As part of the president’s anti-corruption drive, Xi Jinping is banning the construction of opulent state buildings.

A man walks toward a newly built government office building in Fuyang city in eastern China's Anhui province, April 6, 2007. China's leaders have banned the construction of government buildings for five years as another step in a frugality drive that aims to calm public anger at corruption.

Tourists seeking a shortcut to some of the great buildings of the world need look no further than Yingquan.

Yes, Yingquan, a spot on the map in southern China of which almost nobody has ever heard and which has nothing to recommend it to visitors – except its municipal headquarters.

But what a headquarters! A grand flight of steps rises to a wide portico topped by a classical pediment (tick off the Pantheon in Rome.) On either side, above a towering colonnade, grey tiled mansard roofs stretch the length of the building (saves you going to the Palace of Versailles outside Paris.) And rising above it all, a dome that could have been lifted from the US Capitol.

Built in 2006 to the greater glory of the local Communist Party, this ostentatious piece of wedding cakery was the sort of thing the Chinese government had in mind this week when it banned the construction of any government building for the next five years.

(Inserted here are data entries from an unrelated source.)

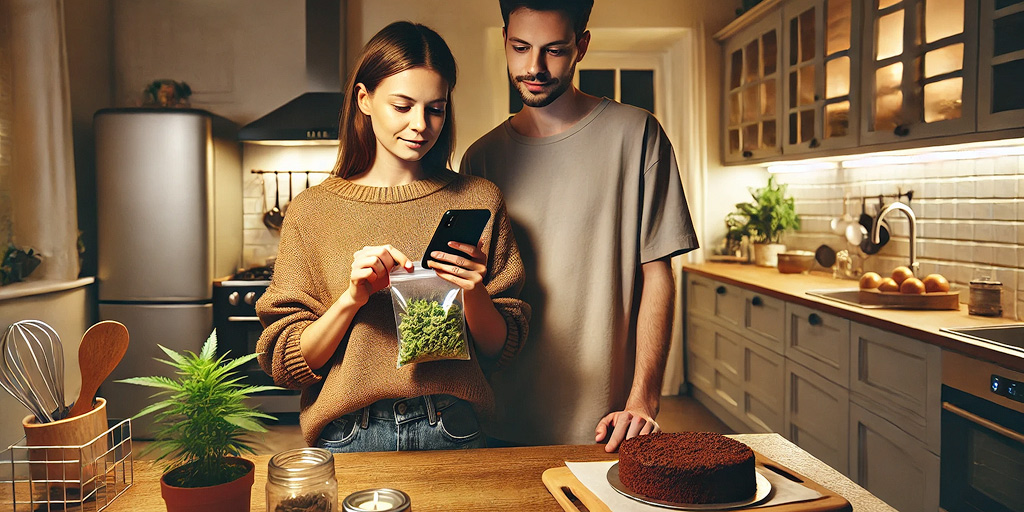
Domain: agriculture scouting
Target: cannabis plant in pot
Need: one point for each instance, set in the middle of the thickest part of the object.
(765, 219)
(203, 424)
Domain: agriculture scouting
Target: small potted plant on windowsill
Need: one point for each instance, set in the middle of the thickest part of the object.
(204, 422)
(764, 221)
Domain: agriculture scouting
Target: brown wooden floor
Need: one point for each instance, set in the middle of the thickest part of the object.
(678, 414)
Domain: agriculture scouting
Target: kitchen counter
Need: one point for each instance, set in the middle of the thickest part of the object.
(921, 325)
(486, 478)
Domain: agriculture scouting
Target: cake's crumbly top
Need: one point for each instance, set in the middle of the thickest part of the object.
(685, 450)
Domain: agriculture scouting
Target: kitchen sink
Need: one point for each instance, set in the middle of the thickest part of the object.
(1011, 336)
(849, 297)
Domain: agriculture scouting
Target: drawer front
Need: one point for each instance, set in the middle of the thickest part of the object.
(765, 320)
(764, 377)
(891, 464)
(724, 303)
(900, 379)
(817, 413)
(818, 341)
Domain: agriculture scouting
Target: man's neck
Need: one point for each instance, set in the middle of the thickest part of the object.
(555, 118)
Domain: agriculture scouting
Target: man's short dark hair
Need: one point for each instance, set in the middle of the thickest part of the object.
(578, 10)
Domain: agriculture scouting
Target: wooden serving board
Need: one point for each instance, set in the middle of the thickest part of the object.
(560, 478)
(934, 300)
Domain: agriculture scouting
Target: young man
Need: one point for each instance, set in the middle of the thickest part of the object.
(598, 210)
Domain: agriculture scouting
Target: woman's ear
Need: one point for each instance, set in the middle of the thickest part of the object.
(363, 98)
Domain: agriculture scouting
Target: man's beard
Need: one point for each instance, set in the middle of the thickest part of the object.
(544, 98)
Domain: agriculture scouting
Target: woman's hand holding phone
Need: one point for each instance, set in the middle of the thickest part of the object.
(371, 267)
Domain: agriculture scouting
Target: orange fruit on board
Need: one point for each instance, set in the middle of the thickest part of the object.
(935, 283)
(911, 286)
(869, 281)
(901, 273)
(888, 285)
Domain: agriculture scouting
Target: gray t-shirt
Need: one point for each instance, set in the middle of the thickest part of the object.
(588, 206)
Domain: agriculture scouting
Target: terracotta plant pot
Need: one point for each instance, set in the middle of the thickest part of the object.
(767, 254)
(231, 497)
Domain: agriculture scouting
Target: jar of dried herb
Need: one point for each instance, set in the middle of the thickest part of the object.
(302, 479)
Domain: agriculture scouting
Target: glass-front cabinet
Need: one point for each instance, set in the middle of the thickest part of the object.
(1000, 69)
(920, 71)
(821, 75)
(752, 91)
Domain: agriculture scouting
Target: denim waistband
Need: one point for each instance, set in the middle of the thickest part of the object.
(407, 410)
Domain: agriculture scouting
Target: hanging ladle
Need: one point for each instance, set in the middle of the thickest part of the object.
(273, 218)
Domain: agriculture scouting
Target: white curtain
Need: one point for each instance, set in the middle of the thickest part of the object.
(691, 155)
(40, 181)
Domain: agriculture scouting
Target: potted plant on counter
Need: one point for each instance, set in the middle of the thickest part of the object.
(764, 220)
(203, 422)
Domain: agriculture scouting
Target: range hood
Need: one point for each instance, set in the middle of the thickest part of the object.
(312, 117)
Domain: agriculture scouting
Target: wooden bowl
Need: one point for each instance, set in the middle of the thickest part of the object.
(795, 261)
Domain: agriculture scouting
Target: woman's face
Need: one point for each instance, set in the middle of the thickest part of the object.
(407, 113)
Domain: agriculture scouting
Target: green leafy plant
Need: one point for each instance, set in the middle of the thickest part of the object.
(428, 332)
(765, 219)
(203, 417)
(17, 264)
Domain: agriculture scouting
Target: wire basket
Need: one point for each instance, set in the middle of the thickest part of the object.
(85, 477)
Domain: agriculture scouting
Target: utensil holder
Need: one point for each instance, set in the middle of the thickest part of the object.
(66, 449)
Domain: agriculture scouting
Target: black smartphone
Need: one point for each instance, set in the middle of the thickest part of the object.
(465, 226)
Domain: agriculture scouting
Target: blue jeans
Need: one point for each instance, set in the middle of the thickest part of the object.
(430, 422)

The directive, the latest shot in President Xi Jinping’s frugality campaign, said that such buildings – and there are many grandiose palaces in the most unimportant places – have “damaged the party and government spirit and affected the image of the party and government,” according to the official Xinhua news agency.

Chinese citizens have made no secret of their outrage at the waste of public money these mansions represent. Yingquan, for example, is a district of the city of Fuyang in Anhui Province, one of the poorest in China, where the average farmer’s income is less than $100 a month.

But that hasn’t stopped self-aggrandizing local officials from building themselves the most opulent of quarters. The city of Jinan, for example, capital of the eastern province of Shandong, boasts the largest government building in Asia, not much smaller than the Pentagon.

It cost $660 million, according to Xinhua.

The central government officials who issued the directive – an unusual joint notice from the Communist Party Central Committee General Office and the State Council, the government top body – are clearly wise to the tricks of their subordinates in the boondocks.

Not only are all new buildings banned, the instruction said, but neither can officials buy property, nor can they claim renovation or redevelopment as reasons to expand their offices.